Corriere della Sera (Brescia)

Amianto mai smaltito Una denuncia per tre

Il caso tra Castelli Calepio e Palazzolo. Nei guai la proprietà e un funzionari­o

- M. Rod.

Sul confine tra Brescia e Bergamo, a Quintano di Castelli Calepio, c’è una potenziale bomba ecologica, pronta a esplodere: un capannone in disuso con la copertura in amianto che si sbriciola e si disperde nelle abitazioni vicine. La situazione è ferma da sei anni, ora il sostituto procurator­e Antonio Bassolino ha aperto un’inchiesta. Nei giorni scorsi i carabinier­i sono andati al municipio di Castelli Calepio, nella Bergamasca. Dopo i primi accertamen­ti sul registro degli indagati sono finiti in tre: i due titolari dell’azienda (per disastro ambientale colposo) e la responsabi­le dell’ufficio tecnico del Comune per omessa bonifica.
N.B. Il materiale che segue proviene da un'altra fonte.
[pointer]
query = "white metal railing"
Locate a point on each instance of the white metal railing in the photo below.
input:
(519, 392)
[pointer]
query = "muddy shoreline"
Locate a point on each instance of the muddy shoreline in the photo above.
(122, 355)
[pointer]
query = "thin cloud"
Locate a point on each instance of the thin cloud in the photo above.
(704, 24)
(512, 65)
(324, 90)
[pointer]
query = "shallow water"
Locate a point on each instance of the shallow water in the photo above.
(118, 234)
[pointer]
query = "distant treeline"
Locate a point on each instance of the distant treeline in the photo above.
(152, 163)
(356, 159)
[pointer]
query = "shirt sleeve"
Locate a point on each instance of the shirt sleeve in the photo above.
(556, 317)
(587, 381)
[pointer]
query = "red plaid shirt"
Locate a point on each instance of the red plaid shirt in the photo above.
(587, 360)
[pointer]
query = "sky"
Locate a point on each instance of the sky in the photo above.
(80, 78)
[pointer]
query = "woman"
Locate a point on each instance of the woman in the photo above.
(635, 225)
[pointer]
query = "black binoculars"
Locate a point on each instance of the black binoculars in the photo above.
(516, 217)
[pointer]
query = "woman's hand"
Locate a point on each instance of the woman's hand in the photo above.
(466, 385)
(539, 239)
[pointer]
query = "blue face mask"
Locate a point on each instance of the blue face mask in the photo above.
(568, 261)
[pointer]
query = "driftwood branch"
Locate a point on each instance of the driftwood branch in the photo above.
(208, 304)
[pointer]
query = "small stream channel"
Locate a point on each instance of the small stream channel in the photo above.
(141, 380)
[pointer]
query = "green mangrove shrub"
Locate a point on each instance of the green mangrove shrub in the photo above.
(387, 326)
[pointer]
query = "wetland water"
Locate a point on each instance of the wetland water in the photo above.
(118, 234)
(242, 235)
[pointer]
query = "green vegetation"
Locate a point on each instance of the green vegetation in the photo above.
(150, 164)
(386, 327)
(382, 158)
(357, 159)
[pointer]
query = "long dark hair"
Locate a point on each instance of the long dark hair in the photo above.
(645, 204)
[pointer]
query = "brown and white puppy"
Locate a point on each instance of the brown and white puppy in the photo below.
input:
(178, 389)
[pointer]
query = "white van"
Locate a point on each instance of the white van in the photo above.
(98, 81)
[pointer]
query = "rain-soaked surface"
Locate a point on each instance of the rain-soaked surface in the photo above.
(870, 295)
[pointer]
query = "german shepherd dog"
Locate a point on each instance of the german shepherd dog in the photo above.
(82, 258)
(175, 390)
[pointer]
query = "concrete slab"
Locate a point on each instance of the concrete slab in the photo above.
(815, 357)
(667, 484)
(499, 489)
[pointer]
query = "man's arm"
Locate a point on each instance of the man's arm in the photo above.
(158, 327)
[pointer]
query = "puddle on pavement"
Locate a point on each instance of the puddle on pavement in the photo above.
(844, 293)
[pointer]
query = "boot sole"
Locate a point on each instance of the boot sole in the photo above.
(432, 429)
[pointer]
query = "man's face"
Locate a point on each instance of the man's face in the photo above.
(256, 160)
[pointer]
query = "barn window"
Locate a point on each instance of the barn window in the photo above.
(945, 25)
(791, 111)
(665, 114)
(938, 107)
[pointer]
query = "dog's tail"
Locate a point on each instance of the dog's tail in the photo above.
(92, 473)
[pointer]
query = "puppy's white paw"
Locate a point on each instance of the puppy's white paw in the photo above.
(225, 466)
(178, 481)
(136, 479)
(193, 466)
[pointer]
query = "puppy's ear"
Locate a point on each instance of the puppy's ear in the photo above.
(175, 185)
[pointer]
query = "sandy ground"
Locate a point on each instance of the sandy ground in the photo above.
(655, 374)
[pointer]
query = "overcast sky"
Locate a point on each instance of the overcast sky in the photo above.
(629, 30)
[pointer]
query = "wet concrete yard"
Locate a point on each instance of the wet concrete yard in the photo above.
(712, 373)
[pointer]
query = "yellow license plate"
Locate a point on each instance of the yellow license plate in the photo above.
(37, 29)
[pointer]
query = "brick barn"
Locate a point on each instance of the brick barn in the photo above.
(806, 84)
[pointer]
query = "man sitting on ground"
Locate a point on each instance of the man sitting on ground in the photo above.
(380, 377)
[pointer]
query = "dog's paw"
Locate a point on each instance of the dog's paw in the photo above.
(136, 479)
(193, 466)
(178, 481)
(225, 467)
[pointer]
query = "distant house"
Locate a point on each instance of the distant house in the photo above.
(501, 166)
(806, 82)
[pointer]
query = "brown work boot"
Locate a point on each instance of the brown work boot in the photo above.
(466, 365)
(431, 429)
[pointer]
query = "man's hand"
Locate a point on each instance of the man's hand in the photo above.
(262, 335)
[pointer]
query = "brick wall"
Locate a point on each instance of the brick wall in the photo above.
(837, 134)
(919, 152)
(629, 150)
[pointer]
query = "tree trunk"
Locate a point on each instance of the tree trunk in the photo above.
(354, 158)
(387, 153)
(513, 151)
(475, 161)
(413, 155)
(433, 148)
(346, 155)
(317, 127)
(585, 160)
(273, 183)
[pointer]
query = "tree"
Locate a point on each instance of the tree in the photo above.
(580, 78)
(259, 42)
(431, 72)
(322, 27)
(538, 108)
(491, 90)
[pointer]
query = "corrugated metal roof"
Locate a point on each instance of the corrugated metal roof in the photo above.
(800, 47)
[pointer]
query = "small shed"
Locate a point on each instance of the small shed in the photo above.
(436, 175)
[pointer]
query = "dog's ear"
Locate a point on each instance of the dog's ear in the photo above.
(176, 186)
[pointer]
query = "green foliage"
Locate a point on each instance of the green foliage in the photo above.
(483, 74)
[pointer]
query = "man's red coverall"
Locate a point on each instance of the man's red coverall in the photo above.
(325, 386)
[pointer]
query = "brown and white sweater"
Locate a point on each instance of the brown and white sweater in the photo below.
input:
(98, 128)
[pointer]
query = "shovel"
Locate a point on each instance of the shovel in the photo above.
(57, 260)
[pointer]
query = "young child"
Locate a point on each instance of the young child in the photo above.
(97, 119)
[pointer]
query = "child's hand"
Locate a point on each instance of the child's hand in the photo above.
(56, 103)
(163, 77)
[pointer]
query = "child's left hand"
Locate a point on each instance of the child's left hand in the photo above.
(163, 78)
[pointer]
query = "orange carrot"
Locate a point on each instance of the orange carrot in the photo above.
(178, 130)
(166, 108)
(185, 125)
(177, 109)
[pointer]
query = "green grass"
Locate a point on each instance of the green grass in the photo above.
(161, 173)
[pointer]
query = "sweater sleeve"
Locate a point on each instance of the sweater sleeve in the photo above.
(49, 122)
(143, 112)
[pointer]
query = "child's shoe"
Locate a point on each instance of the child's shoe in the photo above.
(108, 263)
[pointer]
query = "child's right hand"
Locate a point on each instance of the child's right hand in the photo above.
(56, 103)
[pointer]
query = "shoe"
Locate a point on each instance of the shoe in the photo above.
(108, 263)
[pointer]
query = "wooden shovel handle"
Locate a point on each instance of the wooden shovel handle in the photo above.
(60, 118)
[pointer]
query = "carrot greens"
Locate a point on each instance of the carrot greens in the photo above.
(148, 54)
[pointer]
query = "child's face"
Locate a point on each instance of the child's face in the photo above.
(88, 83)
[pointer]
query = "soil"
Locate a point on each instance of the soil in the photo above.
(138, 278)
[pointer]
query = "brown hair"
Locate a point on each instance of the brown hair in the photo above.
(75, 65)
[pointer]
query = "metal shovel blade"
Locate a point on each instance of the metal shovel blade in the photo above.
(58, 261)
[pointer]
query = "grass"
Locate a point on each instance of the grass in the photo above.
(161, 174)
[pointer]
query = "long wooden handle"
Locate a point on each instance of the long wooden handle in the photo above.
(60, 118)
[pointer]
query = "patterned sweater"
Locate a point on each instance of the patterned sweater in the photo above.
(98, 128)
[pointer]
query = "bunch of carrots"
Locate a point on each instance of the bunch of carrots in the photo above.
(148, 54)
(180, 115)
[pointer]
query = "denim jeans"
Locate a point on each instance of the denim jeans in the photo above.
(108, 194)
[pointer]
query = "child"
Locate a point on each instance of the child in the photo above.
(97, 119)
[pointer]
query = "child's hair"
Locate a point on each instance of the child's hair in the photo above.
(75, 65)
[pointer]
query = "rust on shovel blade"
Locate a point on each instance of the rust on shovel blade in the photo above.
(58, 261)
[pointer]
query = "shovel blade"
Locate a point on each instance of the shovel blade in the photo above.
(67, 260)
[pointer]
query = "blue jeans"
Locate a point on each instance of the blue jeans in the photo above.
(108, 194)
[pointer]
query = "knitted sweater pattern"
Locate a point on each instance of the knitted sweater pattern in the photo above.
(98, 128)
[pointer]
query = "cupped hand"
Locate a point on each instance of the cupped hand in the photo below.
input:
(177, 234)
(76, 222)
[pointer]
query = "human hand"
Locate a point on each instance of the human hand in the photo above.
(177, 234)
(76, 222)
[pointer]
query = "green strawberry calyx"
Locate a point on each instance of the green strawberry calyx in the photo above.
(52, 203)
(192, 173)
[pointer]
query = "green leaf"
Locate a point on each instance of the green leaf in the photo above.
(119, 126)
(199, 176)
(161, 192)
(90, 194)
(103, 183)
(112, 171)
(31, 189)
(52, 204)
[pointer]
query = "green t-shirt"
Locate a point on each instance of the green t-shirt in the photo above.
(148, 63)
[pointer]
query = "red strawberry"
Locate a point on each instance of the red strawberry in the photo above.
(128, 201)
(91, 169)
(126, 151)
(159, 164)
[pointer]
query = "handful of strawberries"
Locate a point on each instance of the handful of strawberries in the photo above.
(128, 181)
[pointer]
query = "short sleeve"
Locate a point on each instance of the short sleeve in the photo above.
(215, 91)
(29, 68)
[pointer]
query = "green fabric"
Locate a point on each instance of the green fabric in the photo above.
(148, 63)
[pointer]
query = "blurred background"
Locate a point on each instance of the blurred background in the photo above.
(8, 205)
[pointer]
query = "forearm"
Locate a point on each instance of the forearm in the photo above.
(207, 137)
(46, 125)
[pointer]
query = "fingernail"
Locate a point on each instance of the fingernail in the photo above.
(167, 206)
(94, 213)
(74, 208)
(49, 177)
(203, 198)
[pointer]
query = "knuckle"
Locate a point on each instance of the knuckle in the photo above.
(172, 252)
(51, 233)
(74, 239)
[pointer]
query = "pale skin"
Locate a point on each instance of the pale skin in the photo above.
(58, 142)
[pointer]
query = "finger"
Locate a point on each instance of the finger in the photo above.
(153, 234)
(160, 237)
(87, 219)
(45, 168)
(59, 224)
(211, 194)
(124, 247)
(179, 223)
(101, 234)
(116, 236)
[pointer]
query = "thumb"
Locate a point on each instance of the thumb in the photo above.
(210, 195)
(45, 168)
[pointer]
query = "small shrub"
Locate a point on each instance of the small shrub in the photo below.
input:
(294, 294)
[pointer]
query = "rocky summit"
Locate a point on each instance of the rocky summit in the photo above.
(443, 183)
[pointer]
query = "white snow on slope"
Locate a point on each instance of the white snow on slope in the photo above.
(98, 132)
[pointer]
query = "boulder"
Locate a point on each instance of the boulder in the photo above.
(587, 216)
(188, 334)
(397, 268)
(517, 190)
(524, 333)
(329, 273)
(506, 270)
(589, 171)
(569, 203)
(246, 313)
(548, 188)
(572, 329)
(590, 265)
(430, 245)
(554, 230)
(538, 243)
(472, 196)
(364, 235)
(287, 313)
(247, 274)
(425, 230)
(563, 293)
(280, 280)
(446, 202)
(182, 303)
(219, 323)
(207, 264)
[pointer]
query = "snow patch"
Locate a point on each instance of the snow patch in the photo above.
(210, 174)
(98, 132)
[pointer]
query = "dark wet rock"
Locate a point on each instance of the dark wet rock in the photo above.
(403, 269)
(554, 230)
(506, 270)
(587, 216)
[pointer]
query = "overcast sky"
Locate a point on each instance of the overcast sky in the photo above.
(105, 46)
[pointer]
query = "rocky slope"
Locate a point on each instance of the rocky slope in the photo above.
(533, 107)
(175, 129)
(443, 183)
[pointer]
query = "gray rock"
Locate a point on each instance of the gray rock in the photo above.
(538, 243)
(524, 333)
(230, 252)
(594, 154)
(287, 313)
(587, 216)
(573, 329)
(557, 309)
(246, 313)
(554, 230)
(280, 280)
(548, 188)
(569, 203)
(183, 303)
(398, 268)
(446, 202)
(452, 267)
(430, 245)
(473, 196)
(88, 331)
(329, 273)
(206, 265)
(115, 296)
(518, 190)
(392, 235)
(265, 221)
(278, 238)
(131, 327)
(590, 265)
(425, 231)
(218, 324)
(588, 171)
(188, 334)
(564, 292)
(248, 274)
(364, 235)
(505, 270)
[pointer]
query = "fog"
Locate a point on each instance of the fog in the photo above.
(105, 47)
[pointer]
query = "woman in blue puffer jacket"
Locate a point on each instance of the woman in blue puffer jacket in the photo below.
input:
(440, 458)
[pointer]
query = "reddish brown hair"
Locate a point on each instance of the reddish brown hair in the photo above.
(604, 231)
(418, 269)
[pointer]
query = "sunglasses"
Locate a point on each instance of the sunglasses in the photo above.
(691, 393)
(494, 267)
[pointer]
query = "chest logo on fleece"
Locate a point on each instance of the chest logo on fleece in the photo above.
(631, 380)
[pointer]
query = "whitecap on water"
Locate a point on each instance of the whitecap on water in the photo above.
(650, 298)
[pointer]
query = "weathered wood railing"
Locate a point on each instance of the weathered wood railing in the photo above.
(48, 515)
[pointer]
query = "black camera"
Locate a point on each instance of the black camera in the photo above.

Basta una folata di vento (ma non necessaria­mente) — o un incendio, come successo nei mesi scorsi — e tutto ricomincia da capo. E dopo sei anni di immobilism­o, all’indirizzo della procura si sono rivolti sia i residenti della zona che i rappresent­anti istituzion­ali, tra Brescia e Bergamo. Perché è lì, sul confine, nella frazione di Quintano di Castelli Calepio, che si trova una potenziale bomba ecologica potenzialm­ente pronta a esplodere: i capannoni ormai in disuso della Fratus snc — in liquidazio­ne, commerciav­a articoli per l’edilizia — coperti di amianto, le cui fibre si disperdono fino alle vicine abitazioni. Il caso, adesso, è diventato un’inchiesta, aperta dal sostituto procurator­e Antonio Bassolino, che nei giorni scorsi nel municipio di Castelli Calepio ha dato mandato ai carabinier­i di acquisire una serie di documenti in relazione ai procedimen­ti amministra­tivi sulla bonifica o la messa in sicurezza dell’area ma anche la corrispond­enza tra privati e pubblica amministra­zione, in particolar­e l’ufficio tecnico competente. Tre persone sono finite nel registro degli indagati, con diverse accuse: rispondono di disastro ambientale colposo i vertici della Fratus, omonimi padre e figlia di Palazzolo, mentre alla responsabi­le dell’ufficio tecnico del Comune di Castelli Calepio, Lucia Andriola il pm (che potrebbe decidere di sentirla a breve) contesta l’omessa bonifica del sito, che si estende per circa cinquemila metri quadrati: sarebbe stata lei, a «temporeggi­are» e tardare con le procedure, oltre che a rispondere ai cittadini che chiedevano al Comune di intervenir­e. Perché le copertura in eternit avrebbero dovuto essere messe in sicurezza — agli atti un preventivo di spesa da 20 mila euro per la rimozione e l’incapsulam­ento delle fibre di amianto — così come avevano disposto non uno, ma due sindaci di castelli Calepio, in altrettant­e ordinanze: la prima nell’agosto 2013 a firma di Fabio Bizzoni, la seconda nel settembre scorso (dopo un incendio che ha intaccato i capannoni) sottoscrit­ta da Giovanni Benini. Inascoltat­e. E i termini sono scaduti. Per questo alcuni cittadini hanno denunciato, mentre un consiglier­e comunale di Palazzolo, Alessandro Mingardi, ha presentato un esposto in procura sottolinea­ndo esista un pericolo evidente per la salute e l’incolumità pubblica.

Non è l’unico problema «ambientale» della zona che, da tempo, fa i conti anche con la bonifica delle ex fonderie di Quintano: centomila metri quadrati dall’altra parte della strada rispetto ai capannoni, sui quali avrebbe dovuto essere realizzato un centro commercial­e.